Here are some quick tips to get you started.

  1. Consider the human as the central point in your design and deeply apply human factors and usability engineering within your service design and product design processes.
    This will enable the design team to identify and eliminate factors that not only affect safety, but also address accuracy, effectiveness and user satisfaction. The usability engineering process considers these factors as interface characteristics related to safety or potential use errors, identifies hazards and hazardous situations, and teaches the designer to differentiate between perception, cognition and action. The process generates and confirms design weaknesses and unanticipated use errors through experimental methods (such as formative and summative testing).

    Note that the usability process will inform not just the device design, but the training and quality process itself, yielding a superior result. Consider that training materials and workflow are design artifacts too and can be designed to improve perception, cognition and action.

  2. Enable and establish a robust clinical governance infrastructure.
    This encompasses not only addressing distributed personnel, their roles and responsibilities and process, but also the type of data and network infrastructure in support of your POC device. Data connectivity and availability have their own inherent challenges. Many POC devices are not connected at all: They lack connectivity to the hospital or other local area network (LAN), further requiring enhanced data security and privacy capabilities if connected, and lack the proper IoT architecture (such the ability to properly identify patients or have bi-directional data transfer to a central data infrastructure).

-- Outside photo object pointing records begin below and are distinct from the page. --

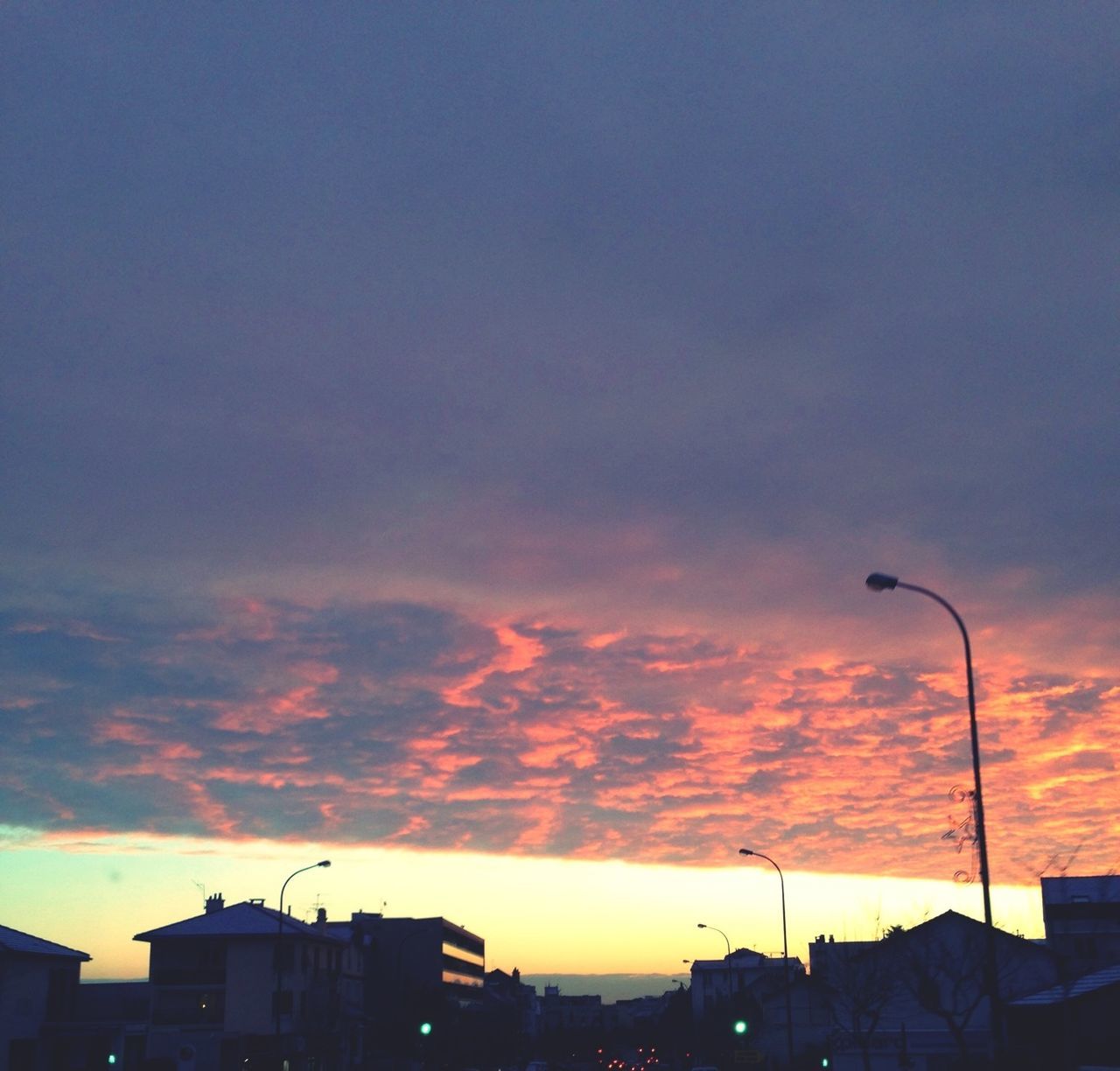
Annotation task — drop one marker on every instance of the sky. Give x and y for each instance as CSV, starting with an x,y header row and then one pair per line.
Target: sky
x,y
452,439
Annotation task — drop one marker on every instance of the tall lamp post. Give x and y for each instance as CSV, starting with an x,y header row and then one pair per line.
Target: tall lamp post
x,y
280,938
882,582
785,954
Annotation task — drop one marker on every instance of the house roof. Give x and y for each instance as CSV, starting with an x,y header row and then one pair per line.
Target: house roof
x,y
247,919
1099,979
26,944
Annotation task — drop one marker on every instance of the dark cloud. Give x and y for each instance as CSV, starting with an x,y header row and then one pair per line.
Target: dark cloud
x,y
452,427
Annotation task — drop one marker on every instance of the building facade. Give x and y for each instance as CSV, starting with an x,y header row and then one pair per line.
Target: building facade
x,y
38,990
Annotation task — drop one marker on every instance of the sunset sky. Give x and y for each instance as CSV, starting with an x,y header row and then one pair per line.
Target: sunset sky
x,y
452,439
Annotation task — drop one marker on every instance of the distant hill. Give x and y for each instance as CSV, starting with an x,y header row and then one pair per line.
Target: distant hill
x,y
611,987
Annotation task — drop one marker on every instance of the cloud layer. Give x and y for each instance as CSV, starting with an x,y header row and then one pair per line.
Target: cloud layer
x,y
404,724
471,427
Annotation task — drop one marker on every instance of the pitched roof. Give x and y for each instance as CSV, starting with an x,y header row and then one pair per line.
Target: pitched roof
x,y
247,919
1099,979
26,944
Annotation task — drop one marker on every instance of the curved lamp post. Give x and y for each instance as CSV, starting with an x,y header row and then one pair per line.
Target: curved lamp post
x,y
280,934
785,952
704,926
883,582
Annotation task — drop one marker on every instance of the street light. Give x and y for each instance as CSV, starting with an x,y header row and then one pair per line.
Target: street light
x,y
704,926
280,935
785,952
883,582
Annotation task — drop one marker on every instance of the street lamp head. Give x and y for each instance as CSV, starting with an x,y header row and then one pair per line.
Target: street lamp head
x,y
882,582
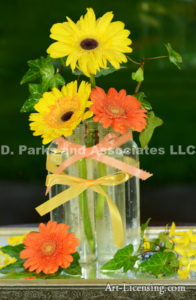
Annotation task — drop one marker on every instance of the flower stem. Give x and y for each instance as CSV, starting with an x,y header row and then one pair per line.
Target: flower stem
x,y
101,199
140,82
84,207
92,81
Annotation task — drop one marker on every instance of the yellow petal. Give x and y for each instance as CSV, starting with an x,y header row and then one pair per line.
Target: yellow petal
x,y
58,49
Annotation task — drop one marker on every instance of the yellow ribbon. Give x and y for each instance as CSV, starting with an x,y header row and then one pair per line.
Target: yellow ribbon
x,y
79,185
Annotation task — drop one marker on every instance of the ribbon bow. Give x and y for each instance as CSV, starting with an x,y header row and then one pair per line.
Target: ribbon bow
x,y
79,185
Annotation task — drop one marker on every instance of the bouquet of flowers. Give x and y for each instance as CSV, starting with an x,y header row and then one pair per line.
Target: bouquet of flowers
x,y
84,123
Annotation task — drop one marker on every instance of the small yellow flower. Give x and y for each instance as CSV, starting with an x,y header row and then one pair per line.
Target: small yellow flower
x,y
172,230
89,44
60,112
16,240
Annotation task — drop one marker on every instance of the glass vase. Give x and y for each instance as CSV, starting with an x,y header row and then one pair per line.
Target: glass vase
x,y
88,215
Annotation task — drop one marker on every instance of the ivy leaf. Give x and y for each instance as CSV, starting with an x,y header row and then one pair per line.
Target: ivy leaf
x,y
174,56
74,268
159,263
145,104
13,251
34,69
138,75
143,227
122,259
41,68
146,135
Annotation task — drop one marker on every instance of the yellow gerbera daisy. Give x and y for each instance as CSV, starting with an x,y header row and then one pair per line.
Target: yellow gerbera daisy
x,y
60,112
90,42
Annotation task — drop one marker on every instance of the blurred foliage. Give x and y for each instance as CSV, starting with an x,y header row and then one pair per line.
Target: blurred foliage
x,y
24,29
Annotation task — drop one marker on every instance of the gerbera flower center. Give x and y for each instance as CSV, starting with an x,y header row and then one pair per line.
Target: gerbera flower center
x,y
67,116
89,44
115,110
48,248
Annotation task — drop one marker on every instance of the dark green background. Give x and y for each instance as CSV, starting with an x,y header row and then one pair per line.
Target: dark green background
x,y
24,35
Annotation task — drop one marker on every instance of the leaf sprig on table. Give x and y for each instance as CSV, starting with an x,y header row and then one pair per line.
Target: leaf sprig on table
x,y
163,256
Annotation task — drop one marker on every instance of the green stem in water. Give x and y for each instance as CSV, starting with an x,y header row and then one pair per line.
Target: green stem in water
x,y
101,199
84,207
92,81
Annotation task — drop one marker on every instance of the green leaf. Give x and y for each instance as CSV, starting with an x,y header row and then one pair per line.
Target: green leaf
x,y
102,72
17,266
41,68
130,264
31,75
36,92
174,56
110,70
145,104
159,263
144,226
146,135
13,251
75,268
138,75
112,264
122,259
56,80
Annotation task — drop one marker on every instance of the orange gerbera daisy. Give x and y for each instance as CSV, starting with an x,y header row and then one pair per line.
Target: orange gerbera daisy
x,y
49,249
118,110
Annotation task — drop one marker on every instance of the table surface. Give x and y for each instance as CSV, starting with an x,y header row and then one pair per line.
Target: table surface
x,y
92,288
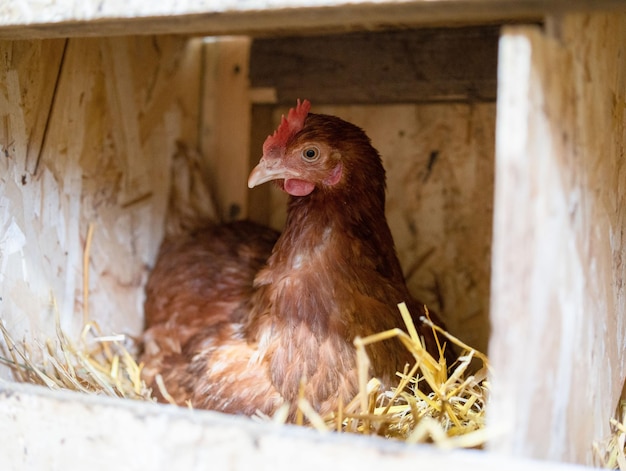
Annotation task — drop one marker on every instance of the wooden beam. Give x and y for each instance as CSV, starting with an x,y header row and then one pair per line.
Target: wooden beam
x,y
225,122
426,65
558,298
64,18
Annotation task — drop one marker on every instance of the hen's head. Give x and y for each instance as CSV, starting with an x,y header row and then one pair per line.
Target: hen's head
x,y
310,152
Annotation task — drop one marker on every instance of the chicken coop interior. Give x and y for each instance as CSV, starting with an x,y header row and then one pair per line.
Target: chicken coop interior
x,y
502,129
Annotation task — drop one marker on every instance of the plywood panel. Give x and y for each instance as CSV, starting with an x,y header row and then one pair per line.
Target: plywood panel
x,y
439,162
225,123
87,130
558,300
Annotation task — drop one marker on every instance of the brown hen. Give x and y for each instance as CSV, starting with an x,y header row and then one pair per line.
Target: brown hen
x,y
237,316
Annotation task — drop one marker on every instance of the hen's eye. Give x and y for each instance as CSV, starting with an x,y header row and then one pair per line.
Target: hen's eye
x,y
310,154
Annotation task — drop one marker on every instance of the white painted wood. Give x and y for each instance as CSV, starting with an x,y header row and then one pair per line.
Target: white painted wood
x,y
557,295
42,429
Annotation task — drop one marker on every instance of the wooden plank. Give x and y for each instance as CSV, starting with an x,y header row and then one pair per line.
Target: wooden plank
x,y
225,121
72,431
558,299
64,18
439,162
110,126
405,66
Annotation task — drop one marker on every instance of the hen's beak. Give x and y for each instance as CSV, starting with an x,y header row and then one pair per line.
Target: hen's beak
x,y
265,172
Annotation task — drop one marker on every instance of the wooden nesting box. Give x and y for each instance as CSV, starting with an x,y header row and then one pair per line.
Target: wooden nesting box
x,y
508,208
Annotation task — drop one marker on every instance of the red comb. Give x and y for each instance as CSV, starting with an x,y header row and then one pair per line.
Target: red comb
x,y
288,126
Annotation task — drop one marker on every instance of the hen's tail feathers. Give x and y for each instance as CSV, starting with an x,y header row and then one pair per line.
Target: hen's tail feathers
x,y
191,203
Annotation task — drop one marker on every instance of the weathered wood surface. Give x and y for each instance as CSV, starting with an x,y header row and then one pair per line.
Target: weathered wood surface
x,y
439,162
453,64
65,18
87,131
71,431
225,123
558,303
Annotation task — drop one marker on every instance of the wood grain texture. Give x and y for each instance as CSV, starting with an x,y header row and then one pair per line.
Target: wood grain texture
x,y
439,162
225,123
87,130
29,19
454,64
557,297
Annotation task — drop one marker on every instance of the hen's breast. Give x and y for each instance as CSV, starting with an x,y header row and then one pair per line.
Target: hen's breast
x,y
200,277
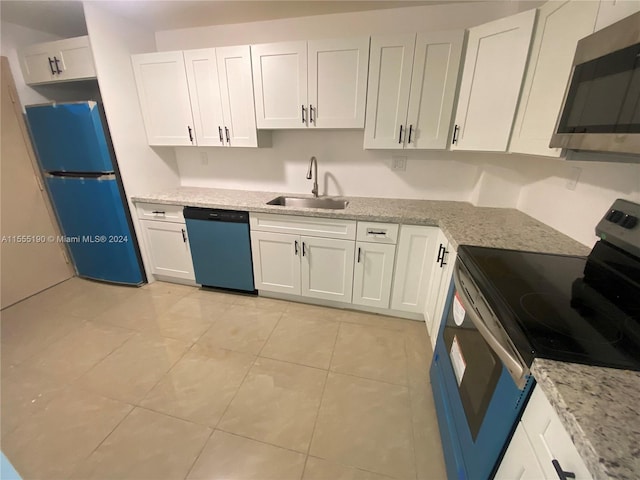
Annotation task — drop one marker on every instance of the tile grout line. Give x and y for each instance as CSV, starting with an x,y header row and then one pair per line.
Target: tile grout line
x,y
324,388
411,406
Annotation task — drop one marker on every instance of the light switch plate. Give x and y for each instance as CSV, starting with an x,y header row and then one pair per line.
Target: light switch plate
x,y
399,163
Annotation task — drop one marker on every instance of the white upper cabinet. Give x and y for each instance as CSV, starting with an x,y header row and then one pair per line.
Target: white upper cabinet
x,y
491,81
559,27
197,97
319,84
206,101
236,87
59,61
337,82
611,11
221,93
164,98
280,84
411,90
389,88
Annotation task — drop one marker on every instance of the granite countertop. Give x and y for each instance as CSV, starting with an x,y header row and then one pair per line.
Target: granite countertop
x,y
597,406
461,222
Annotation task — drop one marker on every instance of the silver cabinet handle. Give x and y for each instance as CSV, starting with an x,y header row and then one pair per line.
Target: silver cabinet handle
x,y
456,129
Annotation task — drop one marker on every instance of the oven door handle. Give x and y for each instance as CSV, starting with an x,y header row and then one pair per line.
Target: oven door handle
x,y
515,366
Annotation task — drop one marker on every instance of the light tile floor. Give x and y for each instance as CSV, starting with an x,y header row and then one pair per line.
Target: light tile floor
x,y
172,382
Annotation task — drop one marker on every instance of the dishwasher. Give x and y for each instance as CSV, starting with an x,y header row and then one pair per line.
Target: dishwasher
x,y
220,248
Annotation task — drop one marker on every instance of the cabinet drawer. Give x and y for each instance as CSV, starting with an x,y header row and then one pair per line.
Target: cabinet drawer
x,y
162,213
310,226
377,232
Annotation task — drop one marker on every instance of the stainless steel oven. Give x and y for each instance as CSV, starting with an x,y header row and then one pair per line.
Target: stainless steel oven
x,y
508,307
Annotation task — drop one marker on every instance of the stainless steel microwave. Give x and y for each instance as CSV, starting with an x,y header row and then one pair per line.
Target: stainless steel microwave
x,y
601,108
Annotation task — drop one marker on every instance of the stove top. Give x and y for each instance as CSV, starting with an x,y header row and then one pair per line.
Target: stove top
x,y
551,308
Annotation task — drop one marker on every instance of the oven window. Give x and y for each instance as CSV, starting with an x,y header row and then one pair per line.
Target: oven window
x,y
476,366
604,96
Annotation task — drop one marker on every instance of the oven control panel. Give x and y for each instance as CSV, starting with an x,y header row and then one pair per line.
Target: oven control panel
x,y
621,226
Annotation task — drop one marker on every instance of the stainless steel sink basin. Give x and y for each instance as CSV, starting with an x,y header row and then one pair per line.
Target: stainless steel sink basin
x,y
323,202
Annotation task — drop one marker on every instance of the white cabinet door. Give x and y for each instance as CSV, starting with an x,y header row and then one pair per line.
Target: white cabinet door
x,y
168,247
76,59
62,60
550,440
327,268
612,11
204,90
433,85
439,285
415,260
164,98
519,461
38,65
280,84
337,82
236,87
373,273
559,27
276,262
390,69
493,69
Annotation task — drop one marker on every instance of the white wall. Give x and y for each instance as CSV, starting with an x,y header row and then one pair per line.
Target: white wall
x,y
534,185
113,41
397,20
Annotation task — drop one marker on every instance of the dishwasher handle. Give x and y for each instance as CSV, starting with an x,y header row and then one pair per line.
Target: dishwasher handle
x,y
215,215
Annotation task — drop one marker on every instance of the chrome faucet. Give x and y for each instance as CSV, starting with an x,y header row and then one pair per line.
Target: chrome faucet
x,y
313,164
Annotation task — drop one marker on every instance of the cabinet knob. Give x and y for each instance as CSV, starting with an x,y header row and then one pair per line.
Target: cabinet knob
x,y
562,475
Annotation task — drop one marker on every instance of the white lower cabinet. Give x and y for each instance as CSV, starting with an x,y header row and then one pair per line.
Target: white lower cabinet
x,y
544,441
327,268
166,241
372,274
276,264
417,248
310,265
439,286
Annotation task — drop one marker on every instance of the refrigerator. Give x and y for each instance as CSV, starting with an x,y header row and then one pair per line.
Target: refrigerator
x,y
74,151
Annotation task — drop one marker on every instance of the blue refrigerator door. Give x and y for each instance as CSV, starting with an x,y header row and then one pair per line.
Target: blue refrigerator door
x,y
94,222
69,137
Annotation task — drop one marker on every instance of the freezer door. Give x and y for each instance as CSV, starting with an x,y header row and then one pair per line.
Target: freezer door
x,y
94,222
69,137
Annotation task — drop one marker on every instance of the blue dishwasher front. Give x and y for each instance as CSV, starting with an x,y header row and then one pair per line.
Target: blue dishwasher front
x,y
220,248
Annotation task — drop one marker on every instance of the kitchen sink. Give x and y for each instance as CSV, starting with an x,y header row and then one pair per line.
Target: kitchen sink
x,y
323,202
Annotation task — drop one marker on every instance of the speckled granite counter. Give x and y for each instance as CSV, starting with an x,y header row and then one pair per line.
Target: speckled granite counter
x,y
599,408
460,221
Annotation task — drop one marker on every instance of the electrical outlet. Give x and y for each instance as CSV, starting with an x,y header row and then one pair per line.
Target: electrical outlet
x,y
574,176
399,163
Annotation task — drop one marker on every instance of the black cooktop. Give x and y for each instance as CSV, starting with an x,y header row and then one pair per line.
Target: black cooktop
x,y
551,309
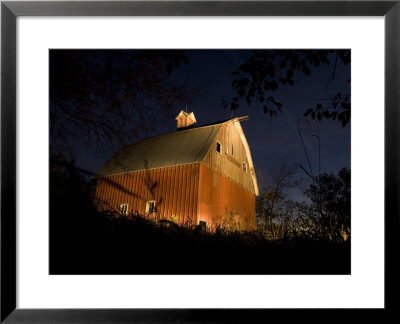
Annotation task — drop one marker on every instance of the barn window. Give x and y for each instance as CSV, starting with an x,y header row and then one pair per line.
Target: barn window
x,y
150,206
123,209
219,147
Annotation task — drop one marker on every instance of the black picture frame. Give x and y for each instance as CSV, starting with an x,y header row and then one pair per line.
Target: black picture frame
x,y
10,10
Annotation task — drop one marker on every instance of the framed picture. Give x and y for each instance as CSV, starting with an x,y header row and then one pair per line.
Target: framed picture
x,y
171,201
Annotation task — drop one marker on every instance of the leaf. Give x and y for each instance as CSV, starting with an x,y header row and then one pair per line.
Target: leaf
x,y
289,74
308,112
306,70
273,85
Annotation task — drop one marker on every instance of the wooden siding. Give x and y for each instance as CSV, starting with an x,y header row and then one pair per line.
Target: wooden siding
x,y
224,202
175,190
228,164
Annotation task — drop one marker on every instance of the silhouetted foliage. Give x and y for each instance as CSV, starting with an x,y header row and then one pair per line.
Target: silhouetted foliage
x,y
84,240
331,196
107,97
266,70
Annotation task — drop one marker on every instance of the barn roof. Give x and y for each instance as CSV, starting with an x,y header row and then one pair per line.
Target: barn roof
x,y
182,147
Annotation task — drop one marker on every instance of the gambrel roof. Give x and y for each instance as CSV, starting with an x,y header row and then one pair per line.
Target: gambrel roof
x,y
181,147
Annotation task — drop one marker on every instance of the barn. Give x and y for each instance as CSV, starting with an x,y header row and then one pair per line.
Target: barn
x,y
197,175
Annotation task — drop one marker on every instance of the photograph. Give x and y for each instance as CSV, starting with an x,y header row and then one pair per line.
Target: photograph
x,y
199,161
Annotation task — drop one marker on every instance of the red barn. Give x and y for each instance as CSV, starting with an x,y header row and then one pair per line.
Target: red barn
x,y
197,175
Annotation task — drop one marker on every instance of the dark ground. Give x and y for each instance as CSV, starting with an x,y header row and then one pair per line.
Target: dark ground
x,y
84,241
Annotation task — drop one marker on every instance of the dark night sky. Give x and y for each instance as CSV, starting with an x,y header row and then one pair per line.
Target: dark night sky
x,y
272,141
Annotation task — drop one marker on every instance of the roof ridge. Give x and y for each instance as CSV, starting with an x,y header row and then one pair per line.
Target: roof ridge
x,y
177,132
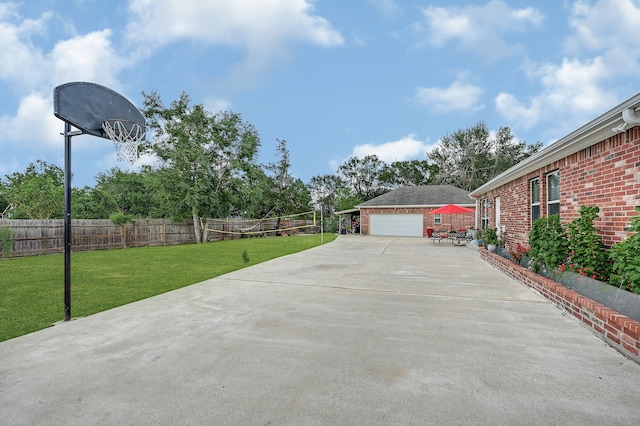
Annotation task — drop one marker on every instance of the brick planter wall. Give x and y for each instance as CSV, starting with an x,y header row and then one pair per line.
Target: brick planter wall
x,y
620,331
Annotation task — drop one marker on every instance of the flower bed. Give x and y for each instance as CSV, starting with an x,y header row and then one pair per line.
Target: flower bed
x,y
620,331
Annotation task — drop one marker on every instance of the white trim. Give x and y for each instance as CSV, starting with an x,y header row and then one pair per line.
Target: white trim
x,y
591,133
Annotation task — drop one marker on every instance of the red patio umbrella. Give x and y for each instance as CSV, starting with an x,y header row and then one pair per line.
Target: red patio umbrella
x,y
451,209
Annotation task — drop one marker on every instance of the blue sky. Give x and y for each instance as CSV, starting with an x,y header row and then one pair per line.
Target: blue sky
x,y
334,78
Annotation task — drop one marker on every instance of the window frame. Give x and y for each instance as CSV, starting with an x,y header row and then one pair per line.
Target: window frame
x,y
533,203
484,214
553,203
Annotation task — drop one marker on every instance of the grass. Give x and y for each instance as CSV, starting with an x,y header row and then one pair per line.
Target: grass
x,y
32,288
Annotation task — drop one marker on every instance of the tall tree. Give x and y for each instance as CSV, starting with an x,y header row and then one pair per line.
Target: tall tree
x,y
362,176
125,192
38,193
203,154
324,191
408,173
288,194
468,158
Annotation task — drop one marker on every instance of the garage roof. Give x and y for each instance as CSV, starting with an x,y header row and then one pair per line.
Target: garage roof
x,y
421,196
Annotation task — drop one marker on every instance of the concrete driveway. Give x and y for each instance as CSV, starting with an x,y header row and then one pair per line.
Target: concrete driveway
x,y
362,331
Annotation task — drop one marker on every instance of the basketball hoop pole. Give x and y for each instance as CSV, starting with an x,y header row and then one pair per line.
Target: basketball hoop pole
x,y
67,221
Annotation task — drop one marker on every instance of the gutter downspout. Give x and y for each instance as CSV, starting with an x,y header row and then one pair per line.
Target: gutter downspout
x,y
630,120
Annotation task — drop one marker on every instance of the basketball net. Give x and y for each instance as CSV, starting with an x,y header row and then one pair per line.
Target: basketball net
x,y
126,137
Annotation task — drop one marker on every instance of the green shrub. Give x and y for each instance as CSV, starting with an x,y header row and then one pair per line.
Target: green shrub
x,y
490,236
548,242
587,252
625,255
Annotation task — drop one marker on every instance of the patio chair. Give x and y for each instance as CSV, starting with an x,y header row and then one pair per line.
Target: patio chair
x,y
439,236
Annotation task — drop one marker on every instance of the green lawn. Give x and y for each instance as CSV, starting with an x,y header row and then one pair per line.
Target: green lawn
x,y
32,288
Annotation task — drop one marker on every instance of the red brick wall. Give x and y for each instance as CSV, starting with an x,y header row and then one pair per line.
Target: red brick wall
x,y
620,331
458,221
606,174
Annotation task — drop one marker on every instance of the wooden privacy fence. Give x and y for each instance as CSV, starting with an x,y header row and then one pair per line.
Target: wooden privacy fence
x,y
224,229
34,237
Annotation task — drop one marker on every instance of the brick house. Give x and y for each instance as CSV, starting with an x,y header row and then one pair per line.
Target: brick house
x,y
597,164
405,212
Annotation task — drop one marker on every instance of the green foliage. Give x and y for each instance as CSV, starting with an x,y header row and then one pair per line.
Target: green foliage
x,y
490,236
362,176
285,194
468,158
625,255
407,173
7,238
548,242
120,219
204,155
587,252
38,193
31,291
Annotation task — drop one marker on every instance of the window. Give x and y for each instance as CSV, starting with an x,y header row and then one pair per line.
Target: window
x,y
534,191
553,194
485,213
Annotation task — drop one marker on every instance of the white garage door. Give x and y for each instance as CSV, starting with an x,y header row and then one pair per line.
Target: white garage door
x,y
401,225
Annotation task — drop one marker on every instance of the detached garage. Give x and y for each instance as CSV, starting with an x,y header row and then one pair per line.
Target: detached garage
x,y
404,212
402,225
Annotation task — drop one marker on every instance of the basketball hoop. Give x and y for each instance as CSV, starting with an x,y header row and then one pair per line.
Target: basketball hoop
x,y
126,136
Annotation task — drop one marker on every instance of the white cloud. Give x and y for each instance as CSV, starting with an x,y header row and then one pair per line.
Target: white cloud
x,y
259,27
457,97
89,57
385,7
573,91
404,149
21,63
604,25
578,88
478,29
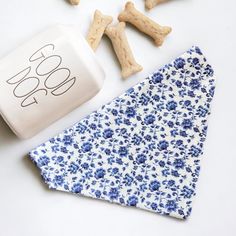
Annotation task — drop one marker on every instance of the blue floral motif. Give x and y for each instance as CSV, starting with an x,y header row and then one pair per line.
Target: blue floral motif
x,y
141,158
171,105
86,147
142,149
150,119
187,124
130,112
163,145
179,63
157,78
154,185
108,133
99,173
132,201
123,152
77,188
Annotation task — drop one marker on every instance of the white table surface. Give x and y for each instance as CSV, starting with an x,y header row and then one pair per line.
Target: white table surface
x,y
28,208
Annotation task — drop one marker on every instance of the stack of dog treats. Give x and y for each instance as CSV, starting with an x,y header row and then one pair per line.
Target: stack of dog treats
x,y
149,4
116,33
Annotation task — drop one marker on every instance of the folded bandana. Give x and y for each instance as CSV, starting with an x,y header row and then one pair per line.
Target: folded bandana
x,y
144,148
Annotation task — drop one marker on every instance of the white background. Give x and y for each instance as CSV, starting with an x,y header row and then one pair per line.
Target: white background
x,y
28,208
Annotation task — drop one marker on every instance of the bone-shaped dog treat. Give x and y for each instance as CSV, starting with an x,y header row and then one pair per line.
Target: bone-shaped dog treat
x,y
144,24
122,49
97,29
74,2
149,4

    Proper data connectivity, data availability and a clear governance model with a POC coordinator are a must. This enables the POC coordinator to be informed of and act on the status of the device operation, with compliance to the quality control process. A targeted POC device design can expose the POC operator to the steps of a robust quality system, enforce proper user credentials based on identification and training status, and report on device condition.

  3. Take advantage of your enhanced data infrastructure to improve proficiency testing and quality control.
    A recent study of global healthcare providers concluded that the majority of healthcare POCT providers believe improvements in delivery need to be made. They cited opportunities in the major phases of POCT: pre-analytic (initial and subsequent training, enforcement against expired materials); analytic (verification of device/method, built-in quality and function checks) and post-analytic (POC coordinator oversight, external QA and proficiency testing).

    While all quality practices are important for POCT results, there are a few that almost every provider can agree on: having trained and competent personnel, testing and verifying device operation, and pursuing ongoing quality assessments are the key factors for ensuring quality. With your established robust governance infrastructure, a strong back-end digital infrastructure that leverages artificial intelligence (AI) and machine learning (ML) can be used to identify trained (and systematically re-trained) personnel, ensure device self-test and subsequent actions, enforce a QA process and execute external QA and its resulting actions. 

Conclusion

Supported by this ever-expanding POC test menu, healthcare providers will continue to shift routine laboratory testing to the site of patient care to reap the benefits of efficiency and cost-reduction. Institutions need to adapt their overall care strategy, finding a new balance between central and decentralized testing and addressing the practical challenges of implementing POCT, including its attendant quality control. The reality is that functional device design, back-end connectivity and the presence of AI/ML in mining digital data is not enough. Your healthcare organization must implement a strong POC governance model and POC coordinators that are enabled by actionable data to deliver the most reliable results.